November 2008 Condo Market Update
Citywide, Seattle condo values held firm last month at $303,000. That’s up 5.4% from October and was relatively on par (-0.65%) to November 2007. Capitol Hill, North Seattle and West Seattle’s year-over-year values for November either saw a small increase or remained unchanged, while Queen Anne and Downtown realized declines. Year-to-date, the citywide median price is down 1.6% compared to the same 11-month period last year.
The number of active listings dropped by 72 properties to 1,338, a 5.1% decline from October and the fewest number on the market since January. Compared to November 2007, the number of listings was down 4.2%. Condo inventory levels will likely continue to decrease contemplating seasonal factors, reuse as rentals and seller concerns about falling values in the short term.
Sales activity, on the other hand, have slowed considerably reflected by a 60% drop in the number of properties going under contract, 111 last month compared to 278 in November 2007. As a result, the inventory supply rate rose sharply into double-digit territory to 12 months, ensconcing Seattle deep in a buyer’s market.
Going forward, the continual economic meltdown, employment security concerns and general uncertainty will keep many buyers at bay, further depressing the condo market. Condo sellers will need to adjust their expectations accordingly if they hope to lure buyers.
However, we are seeing new buyers come off the fence, predominately investors but also potential homeowners, who are enticed by falling prices and better mortgage terms. Mortgage rates have been decreasing and for well-qualified buyers, at this writing, the 30-year fix rate is now in the low 5’s with expectations that it could drop into the 4’s. For those well-positioned to purchase, there are good opportunities available considering the depressed values, historically low interest rates and buyer incentives.

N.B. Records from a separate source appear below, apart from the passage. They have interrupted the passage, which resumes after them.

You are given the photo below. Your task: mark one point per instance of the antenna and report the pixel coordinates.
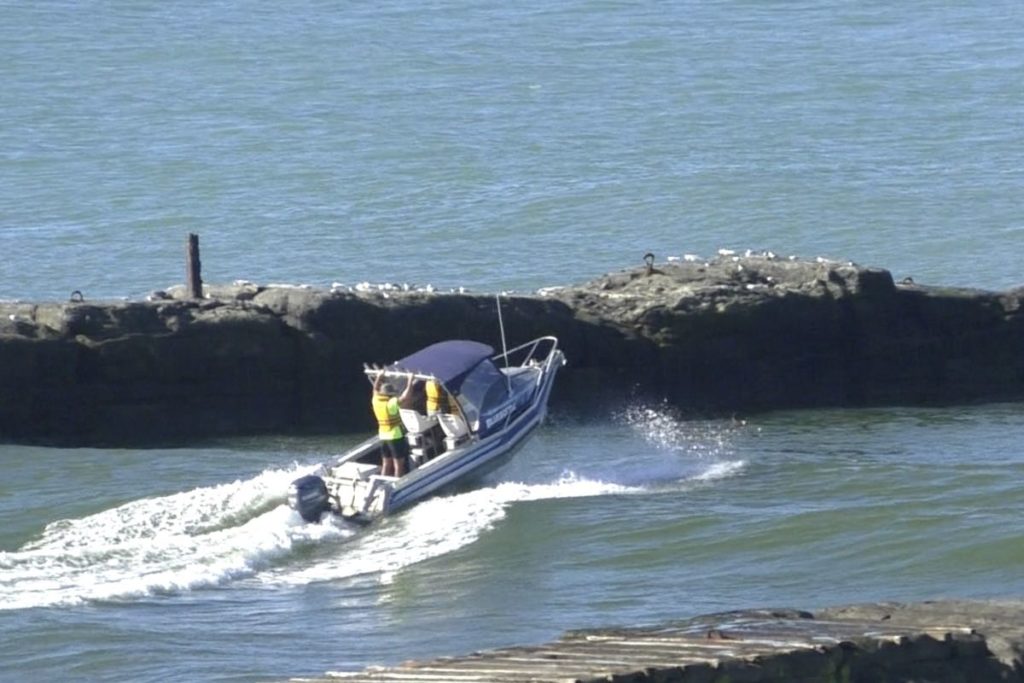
(505, 350)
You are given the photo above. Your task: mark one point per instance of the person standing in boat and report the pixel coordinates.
(386, 402)
(438, 400)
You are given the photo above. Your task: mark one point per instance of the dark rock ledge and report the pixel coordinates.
(736, 334)
(933, 642)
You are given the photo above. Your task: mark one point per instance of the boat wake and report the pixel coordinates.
(244, 534)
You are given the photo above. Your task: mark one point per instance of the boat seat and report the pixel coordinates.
(455, 429)
(419, 430)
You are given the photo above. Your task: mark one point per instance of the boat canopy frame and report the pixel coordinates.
(448, 361)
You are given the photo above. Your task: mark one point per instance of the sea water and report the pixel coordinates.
(497, 147)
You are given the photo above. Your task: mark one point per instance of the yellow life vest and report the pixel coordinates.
(437, 397)
(386, 412)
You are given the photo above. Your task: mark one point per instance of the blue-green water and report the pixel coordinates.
(500, 146)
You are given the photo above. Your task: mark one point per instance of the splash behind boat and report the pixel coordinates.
(499, 401)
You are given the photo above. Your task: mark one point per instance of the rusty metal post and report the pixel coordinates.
(194, 267)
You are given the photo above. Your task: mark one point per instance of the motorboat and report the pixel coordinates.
(498, 401)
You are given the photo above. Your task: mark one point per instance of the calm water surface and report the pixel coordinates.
(499, 147)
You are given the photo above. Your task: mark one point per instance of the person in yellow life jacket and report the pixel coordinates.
(386, 402)
(439, 400)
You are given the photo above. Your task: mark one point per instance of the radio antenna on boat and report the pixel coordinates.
(505, 348)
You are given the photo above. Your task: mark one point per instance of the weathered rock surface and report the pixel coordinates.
(736, 334)
(933, 642)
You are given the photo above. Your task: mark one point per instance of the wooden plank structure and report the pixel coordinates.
(768, 646)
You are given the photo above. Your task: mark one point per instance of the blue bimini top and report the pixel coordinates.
(449, 360)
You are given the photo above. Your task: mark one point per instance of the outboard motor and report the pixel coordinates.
(308, 497)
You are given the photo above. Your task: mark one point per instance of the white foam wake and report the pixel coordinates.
(244, 530)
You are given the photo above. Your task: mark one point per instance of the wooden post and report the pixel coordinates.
(194, 267)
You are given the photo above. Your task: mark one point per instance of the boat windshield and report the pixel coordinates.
(483, 388)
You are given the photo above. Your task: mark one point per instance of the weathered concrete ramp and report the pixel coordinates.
(887, 643)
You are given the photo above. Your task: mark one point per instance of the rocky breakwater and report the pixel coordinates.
(744, 333)
(733, 334)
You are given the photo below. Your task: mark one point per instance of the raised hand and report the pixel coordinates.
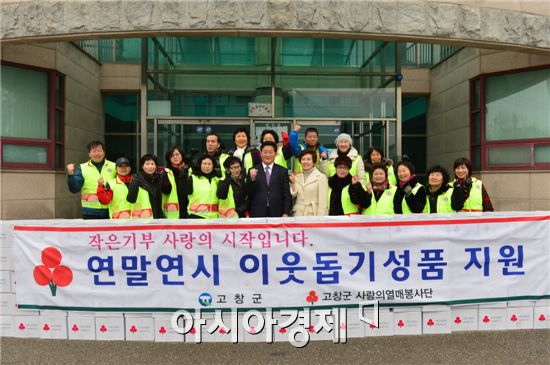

With the sales volume so low, there is a possibility the NWMLS median price stats may improve in December and January. There are two factors for this. First, the completion of three luxury developments – The Four Seasons, 1521 and Olive 8. With their higher sale prices, the median price is likely to inch up, particularly for downtown (MLS Area 701). Second, condo sales that would depress values, i.e. those sold at auction, won’t be included in the NWMLS stats as they’re sold outside of the multiple listing service. While the omission of the auction sales may skew the stats, historically, most new construction properties haven’t been contemplated in the NWMLS stats either.
West Seattle’s stratospheric inventory supply rate is the result of only 3 properties going under contract last month while the number of active listing increased by 49 (161 actives divided by 3 pendings).
Good to hear that you don’t seem to have an oversupply of inventory in your condo market! Sounds like your market is bucking that trend.
I live in a condo market in new jersey and it is quite saturated and prices are declining, however single family homes are staying pretty good right now and weathering the storm alright. good luck!